# a dam at nimisila



## cbhutch (Sep 7, 2005)

hello friends and neighbors,
this is my first post, so bear with me.........
just looking for a bit of help...recently discovered nimisila and have been looking for some prime spots. was told there is a dam somewhere, but i have a map of nimisila and i don't see any dam. can anyone tell me where it is? muchas gracias!


----------



## Baitkiller (Sep 1, 2004)

CB

Go to "Mapquest" then type in South Main Street, Akron, OH. At the SW portion of the lake on Main are 2 roads, Meek & Killinger the road in between is Jones Dr. If you drive back to the end there is a parking area. If you walk all the way east from there, 2,000 ft is where the dam is. I hope you where wanting to fish the lake and not below it.

I should be there tonite to see if "mastercatman's" Flatheads are there (see below).

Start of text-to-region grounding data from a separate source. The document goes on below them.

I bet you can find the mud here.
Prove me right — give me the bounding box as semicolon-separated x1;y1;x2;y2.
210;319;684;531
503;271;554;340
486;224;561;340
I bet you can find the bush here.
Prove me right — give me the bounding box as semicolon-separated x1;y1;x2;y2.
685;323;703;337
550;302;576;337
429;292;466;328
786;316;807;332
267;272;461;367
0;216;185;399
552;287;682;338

http://www.ohiogamefishing.com/forums/showthread.php?p=104930#post104930

<><Baitkiller><>


----------



## Steel Cranium (Aug 22, 2005)

The dam is on the southwest end of the lake. Water around 30' that drops off pretty fast. Quite a few snags if bottom fishing from shore. The spillway is to the far east of the dam structure, but doesn't provide much fishing below it, unless you're looking for carp. Here's a decent link to see the location of the dam, as well as some underwater islands offshore of the dam:

http://maps.google.com/maps?q=akron,+ohio&ll=40.929143,-81.526000&spn=0.011751,0.020262&t=h&hl=en


----------



## cbhutch (Sep 7, 2005)

much obliged for the assistance. was told that bass can be caught on flies near the dam. am teaching my roomate to fly fish, so i thought it might be worth a try. besides, we are both getting bored of catching bluegills! also, i meant to post on the northeast ohio forum as opposed to this one, anyone know how to switch?


----------



## Steel Cranium (Aug 22, 2005)

Don't overlook the very shallow slop (weeds/pads) near Christman road and by the road in the state park/camping area. Use topwater bass flies and hold on -- frogs or big bugs. You can wade out a bit in some of these areas to get a better lane for backcasts.


----------